General Discussion
In reply to the discussion: The root of all problems with guns [View all]freshwest
(53,661 posts)Last edited Thu Jan 31, 2013, 01:25 AM - Edit history (1)
Took 'em to church and read all the stuff about violence being wrong, selfishness was wrong, practicing forgiveness and love and turn the other cheek. No matter what and I'm wondering if you had those talks with him.
But the other issue is you say your kid knows you love him, but I know that my kid loved me very much, thought I was wonderful, smart and right about things. I was the moral guide. Because we cannot just be buddies and pals to our kids, they have those elsewhere. We bring them into this world and it's our duty to teach them how to survive and have the values that will protect them when no one is looking over their shooulders or forcing them to behave. It has to be ingrained, come to their understanding that there is much more important things that having your own way.
You seem to be saying that your kid is all powerful and you are helpless. I was big on building my kid's self-esteem, didn't spank, etc. There were anger problems, but more to a lack of understanding what was expected and wanting approval. I acted with respect and demanded the same, to me and everyone else.

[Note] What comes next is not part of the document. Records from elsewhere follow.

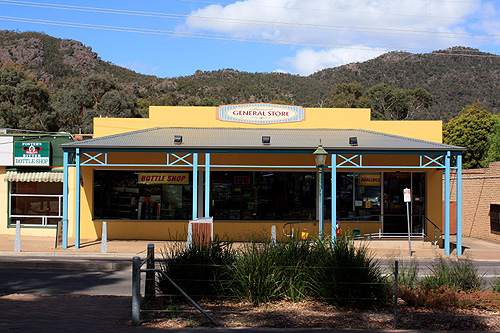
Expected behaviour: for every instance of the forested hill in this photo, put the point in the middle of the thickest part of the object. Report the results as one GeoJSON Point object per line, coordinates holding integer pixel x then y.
{"type": "Point", "coordinates": [454, 81]}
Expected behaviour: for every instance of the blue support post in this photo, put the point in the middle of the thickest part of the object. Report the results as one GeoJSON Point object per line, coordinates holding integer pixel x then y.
{"type": "Point", "coordinates": [459, 204]}
{"type": "Point", "coordinates": [334, 196]}
{"type": "Point", "coordinates": [207, 185]}
{"type": "Point", "coordinates": [195, 186]}
{"type": "Point", "coordinates": [65, 200]}
{"type": "Point", "coordinates": [447, 161]}
{"type": "Point", "coordinates": [77, 200]}
{"type": "Point", "coordinates": [321, 201]}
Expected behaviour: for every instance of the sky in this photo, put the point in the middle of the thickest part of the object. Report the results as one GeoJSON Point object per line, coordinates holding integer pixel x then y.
{"type": "Point", "coordinates": [171, 38]}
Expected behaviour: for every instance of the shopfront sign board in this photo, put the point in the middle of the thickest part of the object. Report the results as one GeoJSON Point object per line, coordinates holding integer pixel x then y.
{"type": "Point", "coordinates": [407, 195]}
{"type": "Point", "coordinates": [31, 153]}
{"type": "Point", "coordinates": [163, 178]}
{"type": "Point", "coordinates": [260, 113]}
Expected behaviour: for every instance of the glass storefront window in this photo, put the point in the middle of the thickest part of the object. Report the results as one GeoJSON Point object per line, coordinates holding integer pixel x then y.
{"type": "Point", "coordinates": [261, 195]}
{"type": "Point", "coordinates": [35, 203]}
{"type": "Point", "coordinates": [144, 195]}
{"type": "Point", "coordinates": [358, 196]}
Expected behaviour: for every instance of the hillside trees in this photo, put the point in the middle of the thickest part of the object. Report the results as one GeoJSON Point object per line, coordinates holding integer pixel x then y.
{"type": "Point", "coordinates": [24, 102]}
{"type": "Point", "coordinates": [385, 101]}
{"type": "Point", "coordinates": [472, 129]}
{"type": "Point", "coordinates": [93, 96]}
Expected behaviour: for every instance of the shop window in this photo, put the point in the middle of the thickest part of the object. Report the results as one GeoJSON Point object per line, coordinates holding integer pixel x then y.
{"type": "Point", "coordinates": [246, 195]}
{"type": "Point", "coordinates": [495, 218]}
{"type": "Point", "coordinates": [35, 203]}
{"type": "Point", "coordinates": [358, 196]}
{"type": "Point", "coordinates": [145, 195]}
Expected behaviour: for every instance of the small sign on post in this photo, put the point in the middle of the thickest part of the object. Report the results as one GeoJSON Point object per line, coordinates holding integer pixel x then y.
{"type": "Point", "coordinates": [59, 234]}
{"type": "Point", "coordinates": [407, 199]}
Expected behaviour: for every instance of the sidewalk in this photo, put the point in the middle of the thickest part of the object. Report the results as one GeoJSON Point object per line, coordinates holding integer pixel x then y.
{"type": "Point", "coordinates": [33, 247]}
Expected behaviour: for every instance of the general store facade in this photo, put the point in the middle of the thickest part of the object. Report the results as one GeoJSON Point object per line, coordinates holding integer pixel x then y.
{"type": "Point", "coordinates": [252, 166]}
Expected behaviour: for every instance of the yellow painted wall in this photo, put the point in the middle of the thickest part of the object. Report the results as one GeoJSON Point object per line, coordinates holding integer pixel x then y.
{"type": "Point", "coordinates": [167, 116]}
{"type": "Point", "coordinates": [198, 116]}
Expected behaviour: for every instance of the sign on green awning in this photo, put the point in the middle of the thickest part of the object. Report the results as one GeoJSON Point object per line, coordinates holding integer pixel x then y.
{"type": "Point", "coordinates": [31, 153]}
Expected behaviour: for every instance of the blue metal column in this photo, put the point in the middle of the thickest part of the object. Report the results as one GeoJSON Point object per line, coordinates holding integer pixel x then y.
{"type": "Point", "coordinates": [77, 200]}
{"type": "Point", "coordinates": [65, 200]}
{"type": "Point", "coordinates": [459, 205]}
{"type": "Point", "coordinates": [207, 185]}
{"type": "Point", "coordinates": [447, 203]}
{"type": "Point", "coordinates": [334, 196]}
{"type": "Point", "coordinates": [195, 186]}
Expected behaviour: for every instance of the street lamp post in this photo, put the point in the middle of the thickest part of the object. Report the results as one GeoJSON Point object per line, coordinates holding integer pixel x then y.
{"type": "Point", "coordinates": [320, 158]}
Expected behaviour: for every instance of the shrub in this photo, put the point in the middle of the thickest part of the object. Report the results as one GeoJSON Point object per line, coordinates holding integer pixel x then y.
{"type": "Point", "coordinates": [265, 271]}
{"type": "Point", "coordinates": [344, 274]}
{"type": "Point", "coordinates": [453, 273]}
{"type": "Point", "coordinates": [197, 269]}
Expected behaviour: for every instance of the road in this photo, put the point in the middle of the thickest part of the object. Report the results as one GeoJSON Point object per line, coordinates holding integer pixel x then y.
{"type": "Point", "coordinates": [65, 282]}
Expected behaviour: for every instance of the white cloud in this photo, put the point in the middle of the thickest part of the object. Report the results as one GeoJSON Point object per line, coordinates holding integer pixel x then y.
{"type": "Point", "coordinates": [382, 23]}
{"type": "Point", "coordinates": [308, 61]}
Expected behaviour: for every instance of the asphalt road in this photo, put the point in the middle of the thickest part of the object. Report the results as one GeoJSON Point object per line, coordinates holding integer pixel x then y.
{"type": "Point", "coordinates": [65, 282]}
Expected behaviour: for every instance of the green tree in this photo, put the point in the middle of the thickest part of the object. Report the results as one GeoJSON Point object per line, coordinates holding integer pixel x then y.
{"type": "Point", "coordinates": [471, 129]}
{"type": "Point", "coordinates": [24, 102]}
{"type": "Point", "coordinates": [93, 96]}
{"type": "Point", "coordinates": [494, 142]}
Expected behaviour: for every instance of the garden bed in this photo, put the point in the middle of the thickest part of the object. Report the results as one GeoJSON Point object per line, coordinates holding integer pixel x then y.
{"type": "Point", "coordinates": [312, 314]}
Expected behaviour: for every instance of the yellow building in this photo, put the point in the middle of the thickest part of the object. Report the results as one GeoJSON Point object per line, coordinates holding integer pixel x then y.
{"type": "Point", "coordinates": [251, 167]}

No way would I have permitted my kid to get involved with anyone and hit them, that would be grounding until time to leave home. If that was my kid, he'd've heard he was wrong from the time the sun rose until it set until he agreed to change. You have to do something to let him know that his life will be destroyed if he keeps on this path.
You don't need religion to do it either, we're not religious anymore, but the lessons stayed. No one gets to tell anyone, especially a girlfriend to stay in her place. That's abuse.
Something is seriously wrong with your story here, and I'm almost at the point of thinking you are shining us on. It sounds like you have taken every criticism of liberal child rearing and said you did it, but that's not what you are decribing.
To say that just because you didn't hit him is why he's gone bad, or needs to be terrorized. That's full conservative abuse speak right there. Liberal families I know did not spank, but the children knew that using violence was simply not done. You are painting your child as all powerful, and there is not way that is so.
I'm done I guess, because I'm having trouble believing you here and I'm sorry. Someone else may know better and continue with you. If this is really what is happening and you are this overwhelmed, get help and good luck.